Boston Mayor Michelle Wu on Monday reiterated her support for City Councilor Ricardo Arroyo’s campaign for Suffolk County district attorney, dismissing critics who say he’s too inexperienced.
Wu said politicians who pitch ambitious change are often attacked as underqualified. And she praised Arroyo, a former public defender known as an advocate for police reform, for advancing a platform that is “exactly what we need.”
“Many of the comments that we’re hearing now are similar to those that we’ve heard for a long time when, in Massachusetts and in Boston, we’re trying to present a vision of change,” Wu said during an interview Monday morning on WBUR’s “Radio Boston.” “The same statement of someone not being old enough or experienced enough, in some ways, I think that is code and signal for upholding the status quo.”
Boston voters, she added, “have said over and over again that it is time to get down to root causes, put out a clear vision, and follow through.”
Wu, who has worked with Arroyo in City Hall, backed the councilor on Saturday over Democratic primary opponent Kevin Hayden. Hayden is running to keep the post after Republican Governor Charlie Baker appointed him to replace Rachael Rollins, who was sworn in as US attorney for Massachusetts in January.
Over the weekend, a spokesman for Hayden’s campaign panned Wu’s choice, calling the councilor underqualified.
“If Mayor Wu believes a novice attorney with zero public safety experience should be the top law enforcement officer in the county, that’s her choice. We’re confident voters will disagree,” the spokesman, Adam Webster, said in a statement sent to the Globe on Saturday night.

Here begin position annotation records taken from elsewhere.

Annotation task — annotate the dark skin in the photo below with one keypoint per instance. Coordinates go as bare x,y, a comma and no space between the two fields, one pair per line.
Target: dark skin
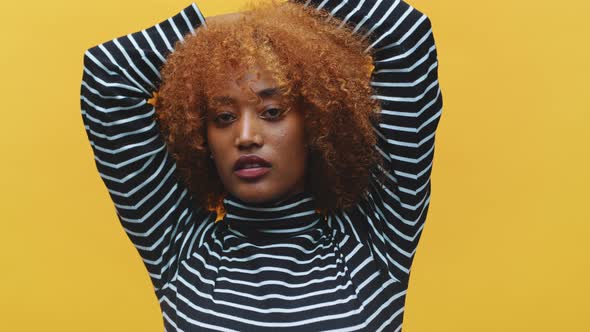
251,118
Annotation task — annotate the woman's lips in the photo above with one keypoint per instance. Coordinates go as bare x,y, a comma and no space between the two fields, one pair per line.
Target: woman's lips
252,173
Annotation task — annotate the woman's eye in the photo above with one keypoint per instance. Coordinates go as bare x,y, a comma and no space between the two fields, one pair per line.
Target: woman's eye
272,113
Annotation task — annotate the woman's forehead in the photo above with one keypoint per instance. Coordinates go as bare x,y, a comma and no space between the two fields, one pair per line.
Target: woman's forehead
254,83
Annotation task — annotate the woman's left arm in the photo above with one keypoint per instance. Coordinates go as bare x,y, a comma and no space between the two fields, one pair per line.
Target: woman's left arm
405,81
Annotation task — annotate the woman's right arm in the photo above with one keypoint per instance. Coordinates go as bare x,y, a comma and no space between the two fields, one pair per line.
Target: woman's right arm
151,202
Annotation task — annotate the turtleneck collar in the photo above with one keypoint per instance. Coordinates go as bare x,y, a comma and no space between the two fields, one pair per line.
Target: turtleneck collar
279,219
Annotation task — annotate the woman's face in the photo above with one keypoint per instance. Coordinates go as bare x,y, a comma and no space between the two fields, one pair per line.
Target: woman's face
258,146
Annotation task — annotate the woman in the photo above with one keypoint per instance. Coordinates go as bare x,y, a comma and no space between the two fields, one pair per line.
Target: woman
323,203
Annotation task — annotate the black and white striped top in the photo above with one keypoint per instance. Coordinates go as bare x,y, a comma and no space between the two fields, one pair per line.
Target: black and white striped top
278,265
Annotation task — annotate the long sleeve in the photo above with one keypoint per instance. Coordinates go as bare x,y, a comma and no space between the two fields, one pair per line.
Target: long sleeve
153,206
405,81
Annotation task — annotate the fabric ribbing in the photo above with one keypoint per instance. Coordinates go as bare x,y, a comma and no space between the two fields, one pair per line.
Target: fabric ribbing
272,220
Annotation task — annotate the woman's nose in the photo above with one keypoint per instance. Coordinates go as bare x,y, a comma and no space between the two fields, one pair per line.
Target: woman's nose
248,131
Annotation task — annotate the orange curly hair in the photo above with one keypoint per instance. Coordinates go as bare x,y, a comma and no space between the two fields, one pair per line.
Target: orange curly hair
320,66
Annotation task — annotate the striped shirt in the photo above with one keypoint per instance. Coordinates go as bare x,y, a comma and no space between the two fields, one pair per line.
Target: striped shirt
273,265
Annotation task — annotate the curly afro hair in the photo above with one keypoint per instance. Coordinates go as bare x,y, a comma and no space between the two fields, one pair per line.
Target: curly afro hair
318,63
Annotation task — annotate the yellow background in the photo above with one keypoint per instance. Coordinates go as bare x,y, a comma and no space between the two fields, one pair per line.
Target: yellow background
507,239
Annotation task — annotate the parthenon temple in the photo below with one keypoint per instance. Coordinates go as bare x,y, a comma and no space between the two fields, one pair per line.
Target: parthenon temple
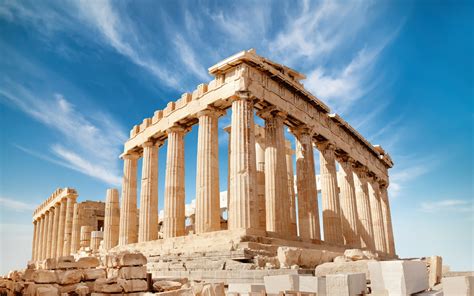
277,197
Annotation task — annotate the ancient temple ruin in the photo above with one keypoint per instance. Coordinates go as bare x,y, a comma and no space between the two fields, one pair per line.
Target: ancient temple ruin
266,213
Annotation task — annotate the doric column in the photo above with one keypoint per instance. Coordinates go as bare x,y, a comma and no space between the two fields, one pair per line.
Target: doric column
377,216
112,219
35,236
207,175
293,228
128,207
71,200
61,227
54,245
365,226
174,210
260,165
148,226
348,202
387,219
50,233
308,211
243,171
76,230
276,177
330,194
41,238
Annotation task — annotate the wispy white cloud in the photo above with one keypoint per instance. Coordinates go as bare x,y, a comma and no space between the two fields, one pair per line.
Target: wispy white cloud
454,205
90,144
119,33
15,205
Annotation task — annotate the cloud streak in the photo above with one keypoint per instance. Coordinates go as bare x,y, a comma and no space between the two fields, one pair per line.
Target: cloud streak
90,145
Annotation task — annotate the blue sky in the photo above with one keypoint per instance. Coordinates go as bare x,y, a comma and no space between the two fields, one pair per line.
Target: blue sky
75,76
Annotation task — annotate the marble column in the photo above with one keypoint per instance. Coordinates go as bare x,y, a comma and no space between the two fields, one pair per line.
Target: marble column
128,207
243,171
35,236
348,202
207,175
61,227
387,219
292,226
148,225
174,208
330,194
377,216
365,226
260,165
54,246
50,233
41,238
112,219
71,200
308,211
76,230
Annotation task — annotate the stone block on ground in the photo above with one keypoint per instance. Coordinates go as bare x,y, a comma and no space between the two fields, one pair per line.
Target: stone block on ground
44,276
351,284
107,286
132,272
458,285
67,277
313,284
398,277
87,262
133,285
244,289
164,286
93,274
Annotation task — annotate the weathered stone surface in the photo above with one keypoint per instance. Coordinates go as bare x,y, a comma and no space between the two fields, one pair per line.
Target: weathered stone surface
44,277
107,286
163,286
458,285
88,262
69,277
343,267
93,274
132,272
351,284
133,285
398,277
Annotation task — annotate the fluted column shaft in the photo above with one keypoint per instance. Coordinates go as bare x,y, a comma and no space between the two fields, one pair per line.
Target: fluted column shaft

Arroyo, who graduated from the Massachusetts College of Liberal Arts and went to law school at Loyola University Chicago, is known as a progressive, advocating for police reform with teeth, pushing to rein in overtime costs for the department, and calling for the dismantling of a controversial gang database used by Boston police. He also helped spearhead legislation that changed the way police in Boston respond to crowd control situations.
He has pledged to build on the work of Rollins, who promoted progressive reforms in the role, including declining to prosecute a slate of low-level, nonviolent crimes that she argued has resulted in over-incarceration, especially for people of color.
Arroyo has already picked up a number of other high-profile endorsements, including the backing of Senators Elizabeth Warren and Edward J. Markey, former acting mayor Kim Janey, and a number of other local officials.
Hayden, Arroyo’s senior by about two decades, is the former chair of the state Sex Offender Registry Board and worked in the DA’s office from 1997 to 2008. He worked as an attorney in private practice for nearly 20 years.